RFR: 8364757: Missing Store nodes caused by bad wiring in PhaseIdealLoop::insert_post_loop

Tue Sep 16 09:14:52 UTC 2025

On Tue, 16 Sep 2025 08:30:05 GMT, Emanuel Peter <epeter at openjdk.org> wrote:

>> This PR introduces a fix for wrong results caused by missing `Store` nodes in C2 IR due to incorrect wiring in `PhaseIdealLoop::insert_post_loop`.
>> 
>> ### Context
>> 
>> The issue was initially found by the fuzzer. After some trial and error, and with the help of @chhagedorn I was able to reduce the reproducer to something very simple. After being compiled by C2, the execution of the following method led to the last statement (`x = 0`) to be ignored:
>> 
>> 
>>     static public void test() {
>>         x = 0;
>>         for (int i = 0; i < 20000; i++) {
>>             x += i;
>>         }
>>         x = 0;
>>     }
>> 
>> 
>> After some investigation and discussions with @robcasloz and @chhagedorn, it appeared that this issue is linked to how safepoints are inserted into long running loops, causing the loop to be transformed into a nested loop with an `OuterStripMinedLoop` node. `Store` node are moved out of the inner loop when encountering this pattern, and the associated `Phi` nodes are removed in order to avoid inhibiting loop optimizations taking place later.
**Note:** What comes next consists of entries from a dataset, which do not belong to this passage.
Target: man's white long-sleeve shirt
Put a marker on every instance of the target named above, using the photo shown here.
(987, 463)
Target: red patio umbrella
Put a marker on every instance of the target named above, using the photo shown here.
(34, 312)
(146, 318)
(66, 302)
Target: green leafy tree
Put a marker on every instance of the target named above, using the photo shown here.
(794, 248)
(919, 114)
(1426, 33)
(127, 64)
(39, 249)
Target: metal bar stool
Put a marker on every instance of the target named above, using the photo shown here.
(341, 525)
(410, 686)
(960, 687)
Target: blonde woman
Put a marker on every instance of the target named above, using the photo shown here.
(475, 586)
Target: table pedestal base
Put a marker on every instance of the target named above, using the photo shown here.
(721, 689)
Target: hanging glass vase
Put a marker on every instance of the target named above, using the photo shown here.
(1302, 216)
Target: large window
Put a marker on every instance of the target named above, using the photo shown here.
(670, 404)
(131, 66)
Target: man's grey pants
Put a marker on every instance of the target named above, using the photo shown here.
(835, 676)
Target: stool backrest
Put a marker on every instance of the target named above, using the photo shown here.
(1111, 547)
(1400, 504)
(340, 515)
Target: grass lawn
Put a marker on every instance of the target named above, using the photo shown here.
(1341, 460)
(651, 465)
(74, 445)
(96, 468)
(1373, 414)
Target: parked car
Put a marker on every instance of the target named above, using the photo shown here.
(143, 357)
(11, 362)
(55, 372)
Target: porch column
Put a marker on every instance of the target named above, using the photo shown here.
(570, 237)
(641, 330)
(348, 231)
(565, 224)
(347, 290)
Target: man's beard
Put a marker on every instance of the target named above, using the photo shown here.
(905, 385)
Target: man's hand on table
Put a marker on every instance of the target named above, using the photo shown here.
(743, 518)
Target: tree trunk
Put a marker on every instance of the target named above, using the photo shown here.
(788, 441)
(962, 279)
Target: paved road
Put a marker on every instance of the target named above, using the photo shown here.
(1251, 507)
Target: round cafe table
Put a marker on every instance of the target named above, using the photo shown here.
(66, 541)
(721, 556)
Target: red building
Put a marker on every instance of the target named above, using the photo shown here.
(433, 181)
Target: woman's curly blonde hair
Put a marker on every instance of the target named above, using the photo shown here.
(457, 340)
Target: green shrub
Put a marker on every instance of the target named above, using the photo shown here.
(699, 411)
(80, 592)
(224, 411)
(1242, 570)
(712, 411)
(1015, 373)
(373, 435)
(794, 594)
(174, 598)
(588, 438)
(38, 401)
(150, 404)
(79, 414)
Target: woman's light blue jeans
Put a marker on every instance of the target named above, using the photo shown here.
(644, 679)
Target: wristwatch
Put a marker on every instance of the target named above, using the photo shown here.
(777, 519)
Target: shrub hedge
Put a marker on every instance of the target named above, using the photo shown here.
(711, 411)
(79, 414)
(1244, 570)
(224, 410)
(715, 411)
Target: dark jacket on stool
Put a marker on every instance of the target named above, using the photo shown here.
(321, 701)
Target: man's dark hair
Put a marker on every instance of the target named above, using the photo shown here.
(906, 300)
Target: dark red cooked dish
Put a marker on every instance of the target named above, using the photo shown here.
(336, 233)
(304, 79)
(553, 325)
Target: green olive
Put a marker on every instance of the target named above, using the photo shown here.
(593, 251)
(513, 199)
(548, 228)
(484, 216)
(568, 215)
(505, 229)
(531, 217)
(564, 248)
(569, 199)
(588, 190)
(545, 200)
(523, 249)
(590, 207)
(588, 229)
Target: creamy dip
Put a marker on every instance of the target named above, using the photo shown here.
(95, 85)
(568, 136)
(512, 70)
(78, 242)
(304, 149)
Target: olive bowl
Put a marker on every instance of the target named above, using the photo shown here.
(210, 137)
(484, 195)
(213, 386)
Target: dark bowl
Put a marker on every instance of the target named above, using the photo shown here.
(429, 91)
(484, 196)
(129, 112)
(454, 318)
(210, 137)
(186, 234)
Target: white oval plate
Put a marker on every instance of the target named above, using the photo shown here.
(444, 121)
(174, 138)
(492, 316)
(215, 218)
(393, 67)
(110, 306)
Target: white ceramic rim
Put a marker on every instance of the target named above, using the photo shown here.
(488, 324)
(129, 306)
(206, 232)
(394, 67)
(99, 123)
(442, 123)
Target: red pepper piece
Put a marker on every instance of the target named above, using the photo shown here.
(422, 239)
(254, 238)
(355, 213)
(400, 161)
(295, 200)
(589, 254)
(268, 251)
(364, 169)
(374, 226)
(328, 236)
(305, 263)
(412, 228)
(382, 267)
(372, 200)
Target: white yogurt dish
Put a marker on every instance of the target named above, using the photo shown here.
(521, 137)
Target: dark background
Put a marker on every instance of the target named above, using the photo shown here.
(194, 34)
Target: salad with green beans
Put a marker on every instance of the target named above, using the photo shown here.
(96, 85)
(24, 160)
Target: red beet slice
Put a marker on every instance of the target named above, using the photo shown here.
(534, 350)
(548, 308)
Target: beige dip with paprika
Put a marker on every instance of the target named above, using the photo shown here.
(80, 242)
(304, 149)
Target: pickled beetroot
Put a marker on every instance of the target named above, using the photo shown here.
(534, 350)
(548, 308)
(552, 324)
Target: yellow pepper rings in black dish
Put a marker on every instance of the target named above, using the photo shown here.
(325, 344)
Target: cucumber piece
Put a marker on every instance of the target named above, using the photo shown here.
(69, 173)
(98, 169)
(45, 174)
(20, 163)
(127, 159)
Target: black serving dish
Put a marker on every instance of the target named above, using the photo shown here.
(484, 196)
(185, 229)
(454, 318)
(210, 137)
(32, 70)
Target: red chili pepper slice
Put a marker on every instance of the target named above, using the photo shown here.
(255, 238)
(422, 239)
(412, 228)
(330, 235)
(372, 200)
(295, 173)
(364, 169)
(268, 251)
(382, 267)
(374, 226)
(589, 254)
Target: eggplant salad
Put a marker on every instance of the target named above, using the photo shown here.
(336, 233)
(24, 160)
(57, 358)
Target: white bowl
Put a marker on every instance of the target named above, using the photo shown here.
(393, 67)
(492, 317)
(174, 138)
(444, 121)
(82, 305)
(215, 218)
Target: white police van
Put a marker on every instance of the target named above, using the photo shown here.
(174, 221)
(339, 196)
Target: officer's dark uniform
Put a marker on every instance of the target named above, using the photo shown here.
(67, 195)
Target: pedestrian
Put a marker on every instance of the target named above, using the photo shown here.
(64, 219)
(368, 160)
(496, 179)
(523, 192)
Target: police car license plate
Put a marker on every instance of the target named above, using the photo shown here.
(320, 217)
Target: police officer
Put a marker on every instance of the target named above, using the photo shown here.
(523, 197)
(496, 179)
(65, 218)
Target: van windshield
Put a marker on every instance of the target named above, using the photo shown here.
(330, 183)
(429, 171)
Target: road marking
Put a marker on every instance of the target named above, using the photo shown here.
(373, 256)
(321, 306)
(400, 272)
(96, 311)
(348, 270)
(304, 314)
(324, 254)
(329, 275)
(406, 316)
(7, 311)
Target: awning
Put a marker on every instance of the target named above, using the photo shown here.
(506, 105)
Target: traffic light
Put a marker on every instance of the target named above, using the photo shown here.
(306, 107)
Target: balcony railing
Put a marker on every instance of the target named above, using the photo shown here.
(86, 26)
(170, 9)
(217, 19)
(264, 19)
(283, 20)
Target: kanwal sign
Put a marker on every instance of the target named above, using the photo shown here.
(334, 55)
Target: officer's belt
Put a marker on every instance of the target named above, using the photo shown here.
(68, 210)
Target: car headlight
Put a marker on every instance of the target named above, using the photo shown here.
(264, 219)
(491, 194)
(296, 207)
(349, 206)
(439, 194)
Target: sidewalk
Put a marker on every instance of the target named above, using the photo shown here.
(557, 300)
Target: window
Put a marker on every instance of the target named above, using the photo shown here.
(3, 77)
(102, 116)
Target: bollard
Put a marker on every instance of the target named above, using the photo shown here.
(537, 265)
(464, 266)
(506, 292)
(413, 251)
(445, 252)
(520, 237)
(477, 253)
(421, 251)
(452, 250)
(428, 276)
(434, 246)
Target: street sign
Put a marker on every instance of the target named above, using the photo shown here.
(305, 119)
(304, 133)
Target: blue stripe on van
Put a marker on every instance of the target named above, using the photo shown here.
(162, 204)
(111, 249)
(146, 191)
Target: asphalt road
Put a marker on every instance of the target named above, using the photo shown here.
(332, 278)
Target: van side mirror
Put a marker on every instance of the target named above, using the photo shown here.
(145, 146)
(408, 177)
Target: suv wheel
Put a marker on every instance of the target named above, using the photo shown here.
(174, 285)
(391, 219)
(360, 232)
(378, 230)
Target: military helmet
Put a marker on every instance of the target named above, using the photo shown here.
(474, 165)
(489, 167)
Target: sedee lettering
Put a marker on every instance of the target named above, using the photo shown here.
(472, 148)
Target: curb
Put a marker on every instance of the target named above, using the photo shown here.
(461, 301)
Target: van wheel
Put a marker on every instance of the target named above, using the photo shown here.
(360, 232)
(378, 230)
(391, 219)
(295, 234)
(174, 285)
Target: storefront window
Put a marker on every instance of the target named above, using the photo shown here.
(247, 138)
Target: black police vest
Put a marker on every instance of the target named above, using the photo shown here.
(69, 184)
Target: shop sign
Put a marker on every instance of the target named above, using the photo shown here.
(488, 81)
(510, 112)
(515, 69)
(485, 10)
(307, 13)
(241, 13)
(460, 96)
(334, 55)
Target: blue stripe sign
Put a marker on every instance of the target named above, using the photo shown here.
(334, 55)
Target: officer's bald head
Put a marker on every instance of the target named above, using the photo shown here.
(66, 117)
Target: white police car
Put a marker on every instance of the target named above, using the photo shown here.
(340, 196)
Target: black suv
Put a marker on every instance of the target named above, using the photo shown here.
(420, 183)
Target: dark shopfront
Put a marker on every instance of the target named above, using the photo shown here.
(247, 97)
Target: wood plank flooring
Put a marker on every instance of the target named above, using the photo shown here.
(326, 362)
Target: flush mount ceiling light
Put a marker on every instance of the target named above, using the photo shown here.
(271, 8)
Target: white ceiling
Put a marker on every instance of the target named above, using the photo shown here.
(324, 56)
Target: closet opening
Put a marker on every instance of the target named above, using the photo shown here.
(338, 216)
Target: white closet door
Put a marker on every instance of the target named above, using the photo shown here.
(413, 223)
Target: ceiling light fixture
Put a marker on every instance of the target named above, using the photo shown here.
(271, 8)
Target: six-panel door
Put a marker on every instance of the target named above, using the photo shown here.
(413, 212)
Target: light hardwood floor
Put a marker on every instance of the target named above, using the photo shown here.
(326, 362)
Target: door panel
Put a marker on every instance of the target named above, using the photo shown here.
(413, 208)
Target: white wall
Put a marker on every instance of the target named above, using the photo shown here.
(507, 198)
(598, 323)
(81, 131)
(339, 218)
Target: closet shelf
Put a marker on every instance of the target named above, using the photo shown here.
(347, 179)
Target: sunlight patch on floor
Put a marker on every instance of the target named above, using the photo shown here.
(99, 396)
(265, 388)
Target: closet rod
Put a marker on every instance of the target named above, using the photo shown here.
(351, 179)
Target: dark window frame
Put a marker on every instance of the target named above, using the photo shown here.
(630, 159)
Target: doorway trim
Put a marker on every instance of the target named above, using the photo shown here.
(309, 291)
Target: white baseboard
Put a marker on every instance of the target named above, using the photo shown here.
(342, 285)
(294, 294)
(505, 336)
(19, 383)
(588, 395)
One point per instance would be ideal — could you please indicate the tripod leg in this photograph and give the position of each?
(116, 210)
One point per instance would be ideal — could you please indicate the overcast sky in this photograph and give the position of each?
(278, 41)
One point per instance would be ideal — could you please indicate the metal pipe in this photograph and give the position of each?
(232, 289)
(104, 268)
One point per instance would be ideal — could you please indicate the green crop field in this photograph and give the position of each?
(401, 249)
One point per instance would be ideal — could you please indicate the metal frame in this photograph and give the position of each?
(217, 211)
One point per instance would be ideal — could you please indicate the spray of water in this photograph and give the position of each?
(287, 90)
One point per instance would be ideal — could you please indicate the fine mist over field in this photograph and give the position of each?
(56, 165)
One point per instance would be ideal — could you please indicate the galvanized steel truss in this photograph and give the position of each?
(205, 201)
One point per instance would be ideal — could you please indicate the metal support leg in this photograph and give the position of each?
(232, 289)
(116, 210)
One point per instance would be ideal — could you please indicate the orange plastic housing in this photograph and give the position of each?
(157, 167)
This was initially adressed in [JDK-8356708](https://bugs.openjdk.org/browse/JDK-8356708) by making the necessary corrections in macro expansion. As explained in the next section, this is not enough here as macro expansion happens too late.
>> 
>> This PR aims at addressing the specific case of the wrong wiring of `Store` nodes in _post_ loops, but on the longer term further investigations into the missing `Phi` node issue are necessary, as they are likely to cause other issues (cf. related JBS issues).
>> 
>> ### Detailed Analysis
>> 
>> In `PhaseIdealLoop::create_outer_strip_mined_loop`, a simple `CountedLoop` is turned into a nested loop with an `OuterStripMinedLoop`. The body of the initial loop remains in the inner loop, but the safepoint is moved to the outer loop. Later, we attempt to move `Store` nodes after the inner loop in `PhaseIdealLoop::try_move_store_after_loop`.  When the `Store` node is moved to the outer loop, we also get rid of its input `Phi` node in order not to confuse loop optimizations happening later.
>> 
>> This only becomes a problem in `PhaseIdealLoop::insert_post_loop`, where we clone the body of the inner/outer loop for the iterations remaining after unrolling. There, we use `Phi` nodes to do the necessary rewiring between the original body and the cloned one. Because we do not have `Phi` nodes for the moved `Store` nodes, their memory inputs may end up being incorrect.
>> 
>> This is wh...
>
> src/hotspot/share/opto/loopTransform.cpp line 1692:
> 
>> 1690:   }
>> 1691:   return out;
>> 1692: }
> 
> Note from later me: I was quite confused here. I thought this was going to be some general function that should handle all sorts of memory flow in the loop, but that is not the case. I'll leave all my comments here just to show you what I as the reader thought when reading it ;)
> 
> Below, in a code comment you say that this method does:
> `Find the last memory node in the loop when following memory usages`
> 
> What happens here if we hit an if-diamond (or more complicated), where there can be multiple memory uses, that are then merged again by a memory phi?
> 
> 
> store
>  |
>  +--------+
>  |        |
> store   store
>  |        |
>  +---+ +--+
>      | |
>      phi
>       |
>     store -> the last one in the loop
> 
> I wonder if this is somehow possible. There are surely some IGVN optimizations that would common the stores here, and so the graph would probably have to be even more complicated. But I'm simply wondering if it could be possible that we would have branches / phis in the memory graph. Or what guarantees us that the graph is really linear here?
> 
> I'm also not sure how to parse the method name:
> `find_mem_out_outer_strip_mined`
> - find "mem out" <something> outer-strip-mined <loop?>
> - find mem outside of outer-strip-mined loop?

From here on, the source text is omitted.